Про ту, другую. Которая — спорю на что угодно — на недостаток цветов и внимания пожаловаться не могла.

Мне страшно не хочется, чтобы он думал о ней.

- Логично, — произношу я просто ради того, чтобы эту тишину нарушить. — Техзадание нужно формулировать точно и недвусмысленно. Никогда не знаешь, не подсунула ли тебе жизнь очередного инженера.

- Чувствуется большой опыт, — хмыкает Денис, и на этот раз замолкаю я.

В моей семье сложновато не выработать определенные привычки. Инженеры бывшими не бывают — это не столько профессия, сколько стиль мышления и образ жизни. Умение смотреть на вещи чуть иначе.

Это заметно не сразу. Я сама начала понимать, как перекроила меня выбранная стезя, только тогда, когда из всех моих подруг действительно близкими и родными остались только две — тоже инженеры. Под остальных приходится подстраиваться, выбирать слова и темы, а с ними — можно быть собой.

С папой было так же.

- Как думаешь, — начинаю я и беру паузу, чтобы отдышаться и сморгнуть выступившие слезы, — это когда-нибудь закончится? Когда-нибудь мы сможем просто говорить и не вспоминать ни о чем настолько горьком, что…

Успокоительное — вещь. Жаль только, эффект накопительный. Глядишь, через месяцок я всё-таки смогу договорить два предложения подряд и не зайтись таким кашлем, что собеседник побежит за водичкой.

- Не знаю, — вздыхает Денис и вручает мне стакан.

Я выпиваю залпом и беспомощно приваливаюсь к его плечу. Глотать больно. Говорить, скорее всего, тоже.

Да и что тут скажешь?

Денис тоже молчит. Но всё-таки обнимает меня за плечо, не сводя взгляда с горшков. Я стараюсь не думать о цветах. Во всяком случае, только не об орхидеях.

А у Дениса на щеке — длинный черный развод. Наверное, вытер лицо рукой, пока шел на кухню за водой. И мне стоит намекнуть и сходить за салфетками или хотя бы чистым полотенцем, чтобы загнать дорогого гостя в душ целиком — а там проблема с грязным лицом решится сама собой.

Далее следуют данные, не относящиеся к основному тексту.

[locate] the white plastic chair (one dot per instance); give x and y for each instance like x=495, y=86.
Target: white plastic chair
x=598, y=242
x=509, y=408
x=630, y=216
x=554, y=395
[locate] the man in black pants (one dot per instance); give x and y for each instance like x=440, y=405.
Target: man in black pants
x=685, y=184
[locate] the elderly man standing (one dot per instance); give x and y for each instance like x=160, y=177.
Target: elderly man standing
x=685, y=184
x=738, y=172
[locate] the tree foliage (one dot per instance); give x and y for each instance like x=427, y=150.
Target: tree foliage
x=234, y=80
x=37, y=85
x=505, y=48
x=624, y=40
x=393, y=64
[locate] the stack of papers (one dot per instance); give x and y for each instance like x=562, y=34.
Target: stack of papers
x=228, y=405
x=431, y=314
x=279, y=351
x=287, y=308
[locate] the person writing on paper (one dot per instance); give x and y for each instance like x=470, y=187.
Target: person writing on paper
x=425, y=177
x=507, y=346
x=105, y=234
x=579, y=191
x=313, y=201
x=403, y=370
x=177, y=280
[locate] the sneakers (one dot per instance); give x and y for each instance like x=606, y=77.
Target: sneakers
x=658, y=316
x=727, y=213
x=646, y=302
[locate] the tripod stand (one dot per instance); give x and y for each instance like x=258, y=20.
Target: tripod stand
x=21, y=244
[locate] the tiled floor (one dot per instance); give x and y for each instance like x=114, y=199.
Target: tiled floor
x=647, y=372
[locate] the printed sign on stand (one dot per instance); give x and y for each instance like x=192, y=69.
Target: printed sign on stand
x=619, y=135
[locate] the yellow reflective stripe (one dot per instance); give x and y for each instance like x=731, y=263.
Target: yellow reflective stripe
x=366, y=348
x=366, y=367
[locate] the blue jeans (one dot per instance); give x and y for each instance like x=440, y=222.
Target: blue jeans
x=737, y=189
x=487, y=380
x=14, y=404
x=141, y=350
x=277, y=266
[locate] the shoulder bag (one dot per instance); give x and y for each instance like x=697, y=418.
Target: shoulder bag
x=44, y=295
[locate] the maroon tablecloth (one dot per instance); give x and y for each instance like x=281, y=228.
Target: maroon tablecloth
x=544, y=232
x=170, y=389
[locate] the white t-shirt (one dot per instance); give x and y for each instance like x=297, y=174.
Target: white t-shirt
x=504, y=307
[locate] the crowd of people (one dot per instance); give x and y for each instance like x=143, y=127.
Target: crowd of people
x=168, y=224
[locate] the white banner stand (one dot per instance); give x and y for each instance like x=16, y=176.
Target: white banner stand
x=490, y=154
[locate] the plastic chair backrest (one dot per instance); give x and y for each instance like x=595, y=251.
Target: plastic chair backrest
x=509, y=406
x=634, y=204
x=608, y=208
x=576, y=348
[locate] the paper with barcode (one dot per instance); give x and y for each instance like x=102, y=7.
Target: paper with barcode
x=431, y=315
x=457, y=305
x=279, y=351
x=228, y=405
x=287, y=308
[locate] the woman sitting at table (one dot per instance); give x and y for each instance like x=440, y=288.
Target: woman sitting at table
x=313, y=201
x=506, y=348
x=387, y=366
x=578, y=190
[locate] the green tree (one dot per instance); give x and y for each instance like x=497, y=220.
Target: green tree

Осмотрительная женщина так и сделала бы. Но есть осмотрительные женщины, а есть я.

Я протягиваю руку и провожу по грязному следу пальцем. Ничего не стираю, естественно, только сама пачкаюсь.

Но Денис поворачивается вслед за моей ладонью, и его лицо вдруг оказывается так близко, что я чувствую запах вина и кофе.

Кажется, я тянусь к нему первой.

Губы неожиданно мягкие и податливые — настолько, что я на какое-то ослепительно бессовестное мгновение забываю, кто мы, где мы и зачем, и полностью концентрируюсь на ощущениях. Это потом до меня доходит, что я, кажется, впервые за полтора месяца вообще на чем-то сконцентрировалась. Не могла найти что-нибудь общественно полезное…

Взгляд у Дениса серьезный и твердый. Для пущего контраста с губами, не иначе. Я даже вспоминаю что-то там про здравый смысл и недопустимость важных решений в ближайшие недели, но надолго этого просвета не хватает, потому что рука на моем плече будто тяжелеет — и вдруг прижимает меня крепко-крепко, до почти болезненного напряжения в рёбрах.

- Наташ…

Лица я не вижу, потому что уткнулась носом в плечо. Но по голосу понимаю, что настало время сложных щей и душевных терзаний.

А мне не хочется терзаться. Я тут сконцентрироваться наконец-то смогла. Невероятный, немыслимый прогресс!

- Подумаем об этом утром, — шепотом предлагаю я и запускаю руки к нему под рубашку.

А потом думать становится слишком сложно. Но поражать интеллектом вроде бы уже и не требуется, а мир вокруг внезапно становится ярким, простым и четким, словно кто-то смыл испарину со стекла.

Наверное, это тоже истерика. Но в таком виде она устраивает меня гораздо больше.

А вот пуговицы на рубашке не устраивают категорически. Пуговицы — дьявольское изобретение. Во всяком случае, такие, как у Дениса — мелкие, верткие и плоские, они будто сопротивляются и изо всех сил стараются отстоять юношескую честь, пока я предаюсь греху гнева и подумываю об унынии.

Кажется, одну или две пуговицы я таки отрываю.

И возношу хвалу изобретателю "молнии" — благодаря ей перейти к другим, более интересным, грехам становится куда как проще. Я прижимаюсь щекой к обнажённому плечу Дениса, сладко вздыхаю — и мир отходит на второй план и обещает не беспокоить.